A parent, grandparent or a person with a substantial connection or relationship with the child may file a petition in Family Court requesting that the court place the child in his or her custody. A copy of the petition and a summons must be served upon (delivered personally to) each of the opposing parties and an affidavit of service must be filed with the Court. If the child's parents are separated and one parent seeks a custody order, that parent must have the papers served upon the other parent. If a non-parent is seeking custody of the child, then both of the child's parents must be served. In general, the child must have resided in New York State for 6 months or more before a custody petition may be filed.
Forms are available at www.nycourts.gov or at the Family Court Clerk’s office. If you believe the child is in imminent danger, there is a place on the petition to request immediate, temporary relief. In such cases, a Judge reviews the petition and makes a determination of how best to protect the child.
There are no filing fees in Family Court.
State law requires that the Court conduct a review of data bases containing child protective records, orders of protection, the sex offender registry, and arrest warrants for any person seeking custody. The review is performed by court staff and the Judge will inform the parties and attorneys of the results.

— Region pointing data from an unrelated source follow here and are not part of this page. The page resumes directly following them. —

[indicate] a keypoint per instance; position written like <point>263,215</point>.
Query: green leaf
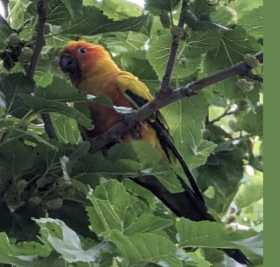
<point>116,10</point>
<point>68,245</point>
<point>144,248</point>
<point>147,223</point>
<point>17,12</point>
<point>207,234</point>
<point>157,6</point>
<point>253,244</point>
<point>59,90</point>
<point>90,20</point>
<point>21,253</point>
<point>186,120</point>
<point>12,86</point>
<point>250,191</point>
<point>253,22</point>
<point>159,52</point>
<point>40,104</point>
<point>66,129</point>
<point>109,207</point>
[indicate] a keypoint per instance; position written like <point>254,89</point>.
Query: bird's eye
<point>82,50</point>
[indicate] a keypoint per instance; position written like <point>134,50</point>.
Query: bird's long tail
<point>186,204</point>
<point>189,203</point>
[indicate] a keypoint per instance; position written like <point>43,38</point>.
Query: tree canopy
<point>63,202</point>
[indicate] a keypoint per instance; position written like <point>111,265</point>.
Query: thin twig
<point>191,89</point>
<point>176,36</point>
<point>227,112</point>
<point>42,9</point>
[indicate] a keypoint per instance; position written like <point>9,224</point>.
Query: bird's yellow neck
<point>97,79</point>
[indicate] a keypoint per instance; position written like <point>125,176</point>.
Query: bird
<point>93,71</point>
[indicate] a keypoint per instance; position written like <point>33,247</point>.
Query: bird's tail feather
<point>185,204</point>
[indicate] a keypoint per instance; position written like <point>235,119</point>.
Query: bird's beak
<point>69,64</point>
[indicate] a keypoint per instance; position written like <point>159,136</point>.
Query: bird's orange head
<point>80,58</point>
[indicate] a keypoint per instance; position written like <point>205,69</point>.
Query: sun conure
<point>93,71</point>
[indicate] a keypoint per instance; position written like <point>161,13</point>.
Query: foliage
<point>62,205</point>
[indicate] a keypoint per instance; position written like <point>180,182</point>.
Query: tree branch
<point>227,112</point>
<point>162,100</point>
<point>176,36</point>
<point>42,9</point>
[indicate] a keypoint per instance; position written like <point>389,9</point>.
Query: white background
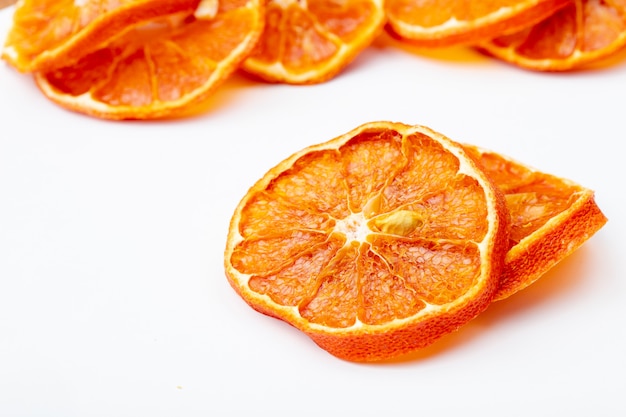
<point>113,298</point>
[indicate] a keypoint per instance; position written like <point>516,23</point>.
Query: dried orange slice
<point>47,33</point>
<point>311,41</point>
<point>583,32</point>
<point>434,23</point>
<point>160,68</point>
<point>551,217</point>
<point>374,244</point>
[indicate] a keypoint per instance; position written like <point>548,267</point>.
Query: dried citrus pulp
<point>132,59</point>
<point>386,238</point>
<point>434,23</point>
<point>311,41</point>
<point>374,244</point>
<point>551,217</point>
<point>582,32</point>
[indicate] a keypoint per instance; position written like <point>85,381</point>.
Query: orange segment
<point>432,23</point>
<point>551,217</point>
<point>374,244</point>
<point>311,41</point>
<point>47,33</point>
<point>160,68</point>
<point>583,32</point>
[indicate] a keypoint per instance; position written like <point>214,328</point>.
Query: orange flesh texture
<point>582,32</point>
<point>381,228</point>
<point>153,69</point>
<point>305,42</point>
<point>48,33</point>
<point>438,24</point>
<point>550,218</point>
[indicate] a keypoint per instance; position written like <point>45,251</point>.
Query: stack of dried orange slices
<point>384,239</point>
<point>542,35</point>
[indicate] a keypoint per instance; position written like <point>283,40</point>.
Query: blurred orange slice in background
<point>160,67</point>
<point>583,32</point>
<point>311,41</point>
<point>432,23</point>
<point>47,33</point>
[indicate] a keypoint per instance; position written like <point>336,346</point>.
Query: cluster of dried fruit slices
<point>143,59</point>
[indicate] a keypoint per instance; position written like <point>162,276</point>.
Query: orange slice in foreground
<point>583,32</point>
<point>47,33</point>
<point>551,217</point>
<point>374,244</point>
<point>432,23</point>
<point>162,67</point>
<point>311,41</point>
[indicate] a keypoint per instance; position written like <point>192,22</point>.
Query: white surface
<point>113,299</point>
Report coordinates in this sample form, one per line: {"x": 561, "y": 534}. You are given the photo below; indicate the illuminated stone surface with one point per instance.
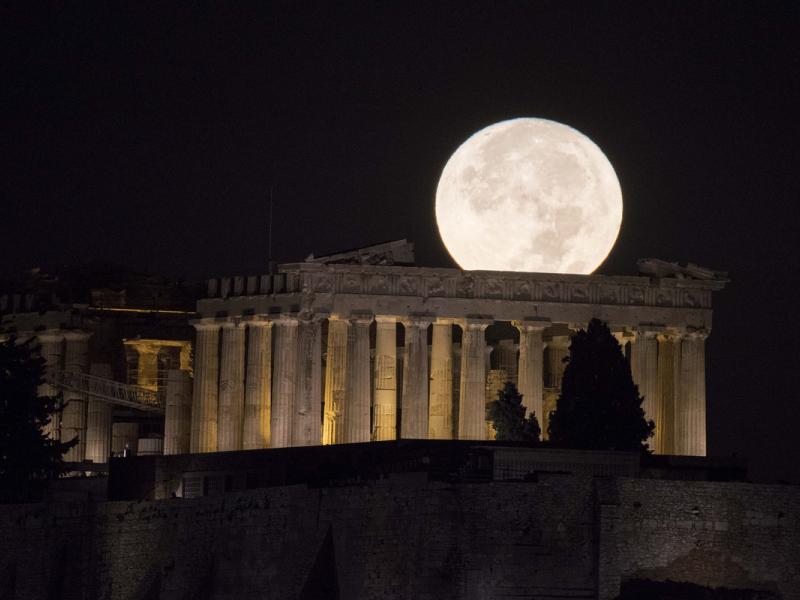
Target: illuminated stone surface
{"x": 414, "y": 418}
{"x": 258, "y": 387}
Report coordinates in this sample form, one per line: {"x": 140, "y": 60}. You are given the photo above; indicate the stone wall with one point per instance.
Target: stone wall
{"x": 735, "y": 535}
{"x": 563, "y": 536}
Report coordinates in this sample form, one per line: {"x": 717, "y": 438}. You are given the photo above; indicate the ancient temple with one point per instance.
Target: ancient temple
{"x": 357, "y": 346}
{"x": 359, "y": 349}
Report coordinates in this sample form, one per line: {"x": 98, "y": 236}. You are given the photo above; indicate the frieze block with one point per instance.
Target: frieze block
{"x": 579, "y": 292}
{"x": 522, "y": 290}
{"x": 551, "y": 292}
{"x": 665, "y": 298}
{"x": 436, "y": 287}
{"x": 465, "y": 287}
{"x": 494, "y": 288}
{"x": 322, "y": 283}
{"x": 379, "y": 284}
{"x": 407, "y": 286}
{"x": 351, "y": 283}
{"x": 635, "y": 295}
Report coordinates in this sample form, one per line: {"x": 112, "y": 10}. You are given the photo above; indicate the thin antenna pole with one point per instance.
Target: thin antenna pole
{"x": 269, "y": 248}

The Judge will also determine whether the results of the records search will impact any custody order.
If the opposing party is properly served with the petition and does not appear in court, the Judge will conduct a special kind of trial called an inquest, in which only the petitioner testifies.
If the parties agree about custody of the child, the judge will allow the parties to place the terms of an agreement on the record in open court and enter an order of custody on consent, without the need for a formal hearing. If the parties cannot reach an agreement about custody, the court will hold a hearing, taking testimony from both sides, and may appoint a lawyer to represent the child. The court may order an investigation and report from a social services agency or mental health professional. In some cases, the Judge may conduct a confidential interview with the child. After considering the evidence presented, the court will award custody based upon what is in the child's best interests.

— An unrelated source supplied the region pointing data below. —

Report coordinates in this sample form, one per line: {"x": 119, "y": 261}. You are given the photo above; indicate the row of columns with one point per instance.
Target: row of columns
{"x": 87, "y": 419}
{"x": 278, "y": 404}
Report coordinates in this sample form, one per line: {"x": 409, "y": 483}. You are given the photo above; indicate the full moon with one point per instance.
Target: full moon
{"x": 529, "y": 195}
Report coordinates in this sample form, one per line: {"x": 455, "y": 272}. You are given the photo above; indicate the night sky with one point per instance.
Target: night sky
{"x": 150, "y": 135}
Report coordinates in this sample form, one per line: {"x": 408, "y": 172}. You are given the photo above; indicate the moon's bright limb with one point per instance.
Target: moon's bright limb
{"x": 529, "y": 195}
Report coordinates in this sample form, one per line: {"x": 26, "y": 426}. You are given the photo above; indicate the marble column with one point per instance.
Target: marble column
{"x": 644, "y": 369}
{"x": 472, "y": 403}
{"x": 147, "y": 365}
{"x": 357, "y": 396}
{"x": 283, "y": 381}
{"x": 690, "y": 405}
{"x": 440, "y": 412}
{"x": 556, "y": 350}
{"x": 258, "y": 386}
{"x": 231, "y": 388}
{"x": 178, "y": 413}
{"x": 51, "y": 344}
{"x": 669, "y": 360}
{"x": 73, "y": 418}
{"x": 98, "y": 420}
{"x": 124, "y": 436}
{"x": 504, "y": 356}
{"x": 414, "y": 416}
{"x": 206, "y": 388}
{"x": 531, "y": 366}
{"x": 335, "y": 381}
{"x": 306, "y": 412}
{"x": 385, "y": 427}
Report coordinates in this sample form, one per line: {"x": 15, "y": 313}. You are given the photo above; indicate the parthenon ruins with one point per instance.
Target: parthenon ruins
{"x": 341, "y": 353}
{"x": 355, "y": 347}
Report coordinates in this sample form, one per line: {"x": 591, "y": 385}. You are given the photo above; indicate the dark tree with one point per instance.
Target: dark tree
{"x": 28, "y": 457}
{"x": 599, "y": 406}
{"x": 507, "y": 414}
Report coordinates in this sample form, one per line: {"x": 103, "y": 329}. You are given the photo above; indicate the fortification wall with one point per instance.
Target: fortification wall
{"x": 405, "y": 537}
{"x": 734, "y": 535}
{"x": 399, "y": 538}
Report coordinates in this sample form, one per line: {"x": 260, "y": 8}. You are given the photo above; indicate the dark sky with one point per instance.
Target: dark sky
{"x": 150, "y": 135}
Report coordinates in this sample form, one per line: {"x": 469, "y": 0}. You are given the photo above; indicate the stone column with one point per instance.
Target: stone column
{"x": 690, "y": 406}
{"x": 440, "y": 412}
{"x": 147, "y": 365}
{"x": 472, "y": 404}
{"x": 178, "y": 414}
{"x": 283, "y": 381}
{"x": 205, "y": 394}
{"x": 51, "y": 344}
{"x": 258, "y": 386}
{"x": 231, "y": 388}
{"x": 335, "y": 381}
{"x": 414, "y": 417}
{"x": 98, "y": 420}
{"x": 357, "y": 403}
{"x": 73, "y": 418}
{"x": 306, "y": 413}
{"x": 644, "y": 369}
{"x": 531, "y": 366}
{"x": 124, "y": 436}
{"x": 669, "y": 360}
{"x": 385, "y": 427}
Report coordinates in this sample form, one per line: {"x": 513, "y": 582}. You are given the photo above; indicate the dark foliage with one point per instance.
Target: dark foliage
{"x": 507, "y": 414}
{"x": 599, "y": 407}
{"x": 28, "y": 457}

A custody or visitation case may be heard by a Family Court "court attorney-referee", who may hear and decide the case and issue orders.
A parent seeking to visit with a child may file a petition in Family Court against the person or persons who have custody of the child. Custody and visitation matters are often heard together within the same hearing, but a visitation petition may also be filed as a separate matter. Other family members, such as grandparents or siblings, may also file a petition seeking an order of visitation. The court will order visitation if it is in the child's best interests and if there is an existing relationship with the child.
The parties to custody and visitation matters may represent themselves or hire lawyers. In some cases, when a party cannot afford to hire a lawyer, the judge may appoint a lawyer at no cost. The judge may also appoint a lawyer to represent the child; this lawyer is called the "law guardian".
Either party may file a petition to have a custody or visitation order modified (changed). The party seeking to have the order modified must prove that there has been a change of circumstances such that there is a “real need” to change the order since the original order was issued. The court holds a hearing to determine if a change is in the child's best interests.
If a court order gives certain custody or visitation rights to a party and the other party fails to obey the order, the complaining party may file a petition alleging a violation of the order. After the court holds a hearing, the judge may change the order and/or impose sanctions on the party who has failed to comply with the order.
Contact the Family Court in your county to find out if your county provides a free, voluntary service where the parties meet with a trained mediator to discuss and resolve custody and visitation issues. If the parties reach an agreement, they sign a memorandum of understanding which is filed with the Court with a petition. The Court will then issue a custody/visitation order based on the parties’ agreement without the need to appear in Court.